The seeming impossibility of this mission (given the FBI's long history of IT boondoggles) makes for very compelling reading in Kim S. Nash's cover story (FBI CIO's Mission: Modernize). But this story is more than just a case study of one CIO's struggles with a recalcitrant federal bureaucracy, outdated technology and daunting odds. Fulgham's first two years on the job provide an instructive tour through the politics and positioning that any turnaround CIO must wrestle with when coming into a troubled IT organization.
Whether in government or private industry, new CIOs must triage the worst problems, generate quick wins and build relationships with all potential supporters. They also have to take the heat generated by their more unpopular moves, like shutting down someone's favorite project or disciplining a powerful contractor.
"Senior executives can take bad news," says Charlie Feld, CEO of the Feld Group and a member of our CIO Hall of Fame. "They just can't take not knowing, or continuous streams of bad news that build uncertainty."

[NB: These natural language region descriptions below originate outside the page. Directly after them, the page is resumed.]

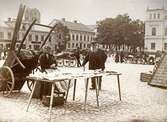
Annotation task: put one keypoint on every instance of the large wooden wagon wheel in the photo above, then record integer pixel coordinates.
(7, 80)
(30, 84)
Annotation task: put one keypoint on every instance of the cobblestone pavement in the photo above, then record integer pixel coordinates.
(140, 102)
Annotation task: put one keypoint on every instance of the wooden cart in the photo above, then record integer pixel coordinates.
(21, 62)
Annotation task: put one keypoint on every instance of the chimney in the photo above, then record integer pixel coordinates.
(75, 21)
(63, 19)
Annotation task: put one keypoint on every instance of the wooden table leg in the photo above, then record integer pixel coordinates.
(86, 92)
(119, 88)
(51, 98)
(32, 92)
(97, 90)
(68, 87)
(75, 81)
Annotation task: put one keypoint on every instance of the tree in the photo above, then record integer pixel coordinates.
(121, 32)
(62, 33)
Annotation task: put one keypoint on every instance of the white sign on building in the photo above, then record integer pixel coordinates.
(156, 30)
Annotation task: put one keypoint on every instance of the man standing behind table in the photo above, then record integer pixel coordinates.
(46, 61)
(96, 58)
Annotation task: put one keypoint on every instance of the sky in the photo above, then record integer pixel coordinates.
(84, 11)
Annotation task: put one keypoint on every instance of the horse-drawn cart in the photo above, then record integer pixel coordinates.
(21, 62)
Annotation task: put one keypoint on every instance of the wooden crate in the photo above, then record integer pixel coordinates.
(145, 77)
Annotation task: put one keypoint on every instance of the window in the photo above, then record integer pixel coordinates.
(72, 45)
(68, 45)
(50, 39)
(158, 16)
(165, 46)
(87, 38)
(18, 36)
(23, 35)
(59, 36)
(77, 37)
(76, 44)
(29, 46)
(153, 31)
(1, 35)
(84, 38)
(80, 37)
(84, 45)
(165, 31)
(36, 38)
(152, 46)
(42, 37)
(9, 35)
(150, 16)
(30, 37)
(73, 37)
(36, 47)
(154, 16)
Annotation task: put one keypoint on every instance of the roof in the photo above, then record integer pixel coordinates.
(40, 28)
(3, 24)
(92, 27)
(72, 25)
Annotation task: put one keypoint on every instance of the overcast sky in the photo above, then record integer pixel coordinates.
(84, 11)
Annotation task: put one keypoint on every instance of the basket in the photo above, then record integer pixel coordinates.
(145, 77)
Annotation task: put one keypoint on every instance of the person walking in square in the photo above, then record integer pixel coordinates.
(96, 58)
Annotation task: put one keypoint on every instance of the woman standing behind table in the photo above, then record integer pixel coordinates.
(46, 61)
(96, 58)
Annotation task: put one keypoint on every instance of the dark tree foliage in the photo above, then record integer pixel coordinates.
(62, 33)
(121, 31)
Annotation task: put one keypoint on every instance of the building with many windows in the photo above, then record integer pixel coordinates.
(156, 30)
(35, 37)
(80, 35)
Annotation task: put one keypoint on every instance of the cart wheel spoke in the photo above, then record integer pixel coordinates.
(30, 84)
(8, 78)
(10, 83)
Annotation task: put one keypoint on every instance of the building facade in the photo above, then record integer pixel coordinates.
(156, 30)
(81, 35)
(35, 37)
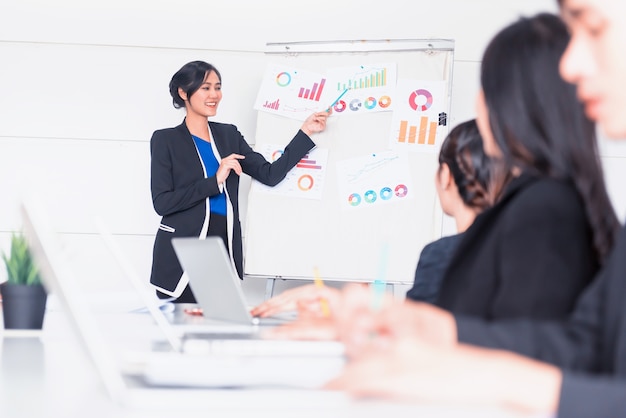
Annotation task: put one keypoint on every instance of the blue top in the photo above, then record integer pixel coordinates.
(217, 202)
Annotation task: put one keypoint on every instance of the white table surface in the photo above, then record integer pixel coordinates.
(47, 373)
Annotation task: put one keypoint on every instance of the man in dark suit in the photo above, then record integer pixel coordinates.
(578, 366)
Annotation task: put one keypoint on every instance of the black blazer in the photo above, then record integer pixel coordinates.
(530, 255)
(590, 345)
(180, 190)
(431, 266)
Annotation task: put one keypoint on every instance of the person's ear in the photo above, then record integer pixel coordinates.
(445, 176)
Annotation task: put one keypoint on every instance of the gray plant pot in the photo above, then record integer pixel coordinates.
(23, 306)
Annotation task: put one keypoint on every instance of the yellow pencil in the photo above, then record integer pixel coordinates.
(323, 302)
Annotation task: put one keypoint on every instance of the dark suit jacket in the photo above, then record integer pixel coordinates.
(530, 255)
(590, 345)
(431, 266)
(180, 189)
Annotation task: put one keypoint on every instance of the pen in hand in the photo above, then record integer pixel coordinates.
(337, 99)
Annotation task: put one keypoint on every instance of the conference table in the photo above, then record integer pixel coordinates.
(49, 373)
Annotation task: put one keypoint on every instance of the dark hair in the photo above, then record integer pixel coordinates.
(462, 151)
(537, 120)
(189, 78)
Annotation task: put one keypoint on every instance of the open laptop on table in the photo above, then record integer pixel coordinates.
(233, 331)
(173, 370)
(215, 282)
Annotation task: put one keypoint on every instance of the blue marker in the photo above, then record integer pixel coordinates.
(338, 98)
(379, 285)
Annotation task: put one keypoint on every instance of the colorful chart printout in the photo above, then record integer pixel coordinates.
(363, 88)
(305, 180)
(293, 93)
(375, 179)
(420, 107)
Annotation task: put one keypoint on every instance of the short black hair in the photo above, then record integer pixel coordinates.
(462, 151)
(189, 78)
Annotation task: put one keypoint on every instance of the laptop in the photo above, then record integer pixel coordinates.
(218, 335)
(167, 373)
(215, 282)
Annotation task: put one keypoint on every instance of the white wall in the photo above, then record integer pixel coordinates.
(84, 83)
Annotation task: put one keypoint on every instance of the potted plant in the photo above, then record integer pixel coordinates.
(23, 294)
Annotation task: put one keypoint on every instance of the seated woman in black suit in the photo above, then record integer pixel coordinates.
(540, 245)
(462, 183)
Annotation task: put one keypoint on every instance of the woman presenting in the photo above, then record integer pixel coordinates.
(195, 169)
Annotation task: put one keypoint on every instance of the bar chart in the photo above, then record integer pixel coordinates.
(314, 92)
(425, 133)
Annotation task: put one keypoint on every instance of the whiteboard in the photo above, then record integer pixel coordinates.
(289, 237)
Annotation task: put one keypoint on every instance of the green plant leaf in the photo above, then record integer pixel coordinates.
(20, 266)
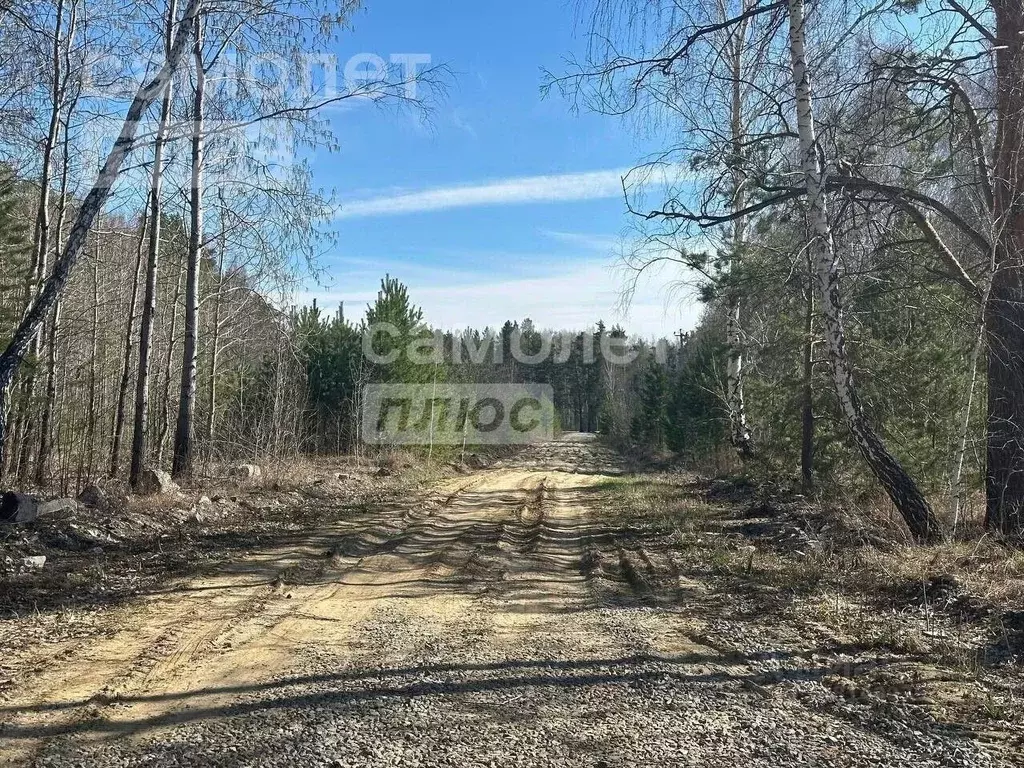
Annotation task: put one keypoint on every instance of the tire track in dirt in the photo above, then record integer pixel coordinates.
(199, 642)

Drawing on his IT experiences in the private sector, Fulgham, 36, drove early successes in unified communications, mobile systems, agile development and infrastructure upgrades. "IT is all about helping us conduct investigations faster," he says.
One very public display of the FBI's improving IT powers came last October with the arrest of 133 public officials in a San Juan corruption case. It was the largest single sting operation in FBI history, coordinated using Microsoft's SharePoint and other mobile tools. That impressed everybody up the Justice Department food chain.
Now heading into that pivotal third year on the job, Fulgham is leading the rescue effort on a $405 million mess of a project called Sentinel, an all-digital case-management system for agents. He's also gearing up to consolidate data centers, revamp network security and, ultimately, live up to Priority Number 10.
Once you read our story, I think you'll agree he's up to the challenge.